I'm getting LLMs to *modify* your source code by writing code that modifies the ...

magicalhippo · on Sept 29, 2024

I've just played with local models mostly, but I've found it difficult to get them to follow every part of the instruction.

For example they're oh-so keen on doing math themselves, even though they're shit at it and I instructed them not to do any math.

It's also hit and miss if they implement the right method or not, even with low temperature.

In my case I was experimenting with translating simple word problems into matlab scripts, so a resultcould be computed.

Do you find the AST approach helps? Or is it mostly just throwing compute at it, ie larger more better?
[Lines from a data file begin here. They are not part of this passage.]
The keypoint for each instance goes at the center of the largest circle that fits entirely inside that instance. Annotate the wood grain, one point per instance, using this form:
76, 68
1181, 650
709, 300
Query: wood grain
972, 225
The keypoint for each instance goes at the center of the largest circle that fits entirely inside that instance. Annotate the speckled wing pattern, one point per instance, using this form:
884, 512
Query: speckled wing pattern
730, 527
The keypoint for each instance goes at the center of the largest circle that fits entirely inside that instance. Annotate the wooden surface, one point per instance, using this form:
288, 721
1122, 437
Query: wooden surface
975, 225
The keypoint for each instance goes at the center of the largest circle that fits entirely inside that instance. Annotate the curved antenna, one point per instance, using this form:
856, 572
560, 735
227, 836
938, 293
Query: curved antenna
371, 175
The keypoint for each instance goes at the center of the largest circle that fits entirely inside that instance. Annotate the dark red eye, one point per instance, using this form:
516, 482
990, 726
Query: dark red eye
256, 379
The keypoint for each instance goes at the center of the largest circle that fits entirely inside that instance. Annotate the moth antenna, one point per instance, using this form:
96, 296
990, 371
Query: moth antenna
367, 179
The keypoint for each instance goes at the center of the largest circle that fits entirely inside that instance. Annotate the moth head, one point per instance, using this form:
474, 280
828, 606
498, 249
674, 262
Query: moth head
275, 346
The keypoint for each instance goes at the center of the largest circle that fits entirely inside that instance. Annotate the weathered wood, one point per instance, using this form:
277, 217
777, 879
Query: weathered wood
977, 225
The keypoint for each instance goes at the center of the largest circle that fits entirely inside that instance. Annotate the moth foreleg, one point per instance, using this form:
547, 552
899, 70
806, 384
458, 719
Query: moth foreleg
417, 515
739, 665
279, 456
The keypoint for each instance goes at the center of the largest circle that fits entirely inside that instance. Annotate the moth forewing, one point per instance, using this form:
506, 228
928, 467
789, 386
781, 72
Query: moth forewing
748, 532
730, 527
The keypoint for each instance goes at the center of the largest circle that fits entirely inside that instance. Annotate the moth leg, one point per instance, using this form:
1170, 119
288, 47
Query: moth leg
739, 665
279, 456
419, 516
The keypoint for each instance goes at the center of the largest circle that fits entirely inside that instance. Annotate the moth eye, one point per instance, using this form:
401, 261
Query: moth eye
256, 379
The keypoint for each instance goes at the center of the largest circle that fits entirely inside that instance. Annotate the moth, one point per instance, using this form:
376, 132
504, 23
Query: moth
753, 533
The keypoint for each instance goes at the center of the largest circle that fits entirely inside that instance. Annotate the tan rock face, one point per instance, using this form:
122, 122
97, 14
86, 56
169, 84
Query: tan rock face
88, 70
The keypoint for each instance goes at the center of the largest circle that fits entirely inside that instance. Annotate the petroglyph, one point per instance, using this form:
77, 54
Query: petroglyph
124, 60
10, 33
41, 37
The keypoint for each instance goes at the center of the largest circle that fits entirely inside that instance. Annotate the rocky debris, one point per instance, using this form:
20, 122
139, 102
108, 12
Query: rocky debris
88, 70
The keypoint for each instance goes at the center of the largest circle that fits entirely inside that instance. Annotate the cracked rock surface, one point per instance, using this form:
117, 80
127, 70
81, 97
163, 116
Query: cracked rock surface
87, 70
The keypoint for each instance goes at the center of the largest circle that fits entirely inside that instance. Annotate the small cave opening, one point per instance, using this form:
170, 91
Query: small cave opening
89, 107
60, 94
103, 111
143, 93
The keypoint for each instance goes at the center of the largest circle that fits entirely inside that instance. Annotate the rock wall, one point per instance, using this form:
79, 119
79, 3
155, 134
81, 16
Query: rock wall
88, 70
cryptoz · on Sept 29, 2024

I'm still pretty early in terms of figuring out if this approach is better for larger projects. I can confidently say it works great on small things - for small changes on small files the AST approach works pretty well. You can say things like "add a click listener to the button that calls a function to tally the user's score" to a simple game and it will do it. That is, less than a minute after typing the prompt, you will see the code update in the editor and see your preview-webview update with your changes applied.

However, I have noticed that the AST code quality heavily depends on how common it is in the training set. I think I will have to add documentation to it through RAG or something - because OpenAI's models that I'm using seem to have limited experience writing esprima for JavaScript for example.

So it's hit or miss. In some cases I do feel like I'm throwing stupid compute at solving small problems and it's unnecessary - however, as I work on the project, it is getting better and better at successfully making the modifications. Some of that is me improving the prompts, some of it is OpenAI improving the models themselves, and some of it is the infrastructure I'm building for the project itself.

I did notice a huge improvement when o1-mini released. It is dramatically better at writing the AST code than GPT-4o or 4o-mini. I haven't tried Claude 3.5 yet but I've been hearing it does an exceptional job at code writing - not sure about my AST requirements though!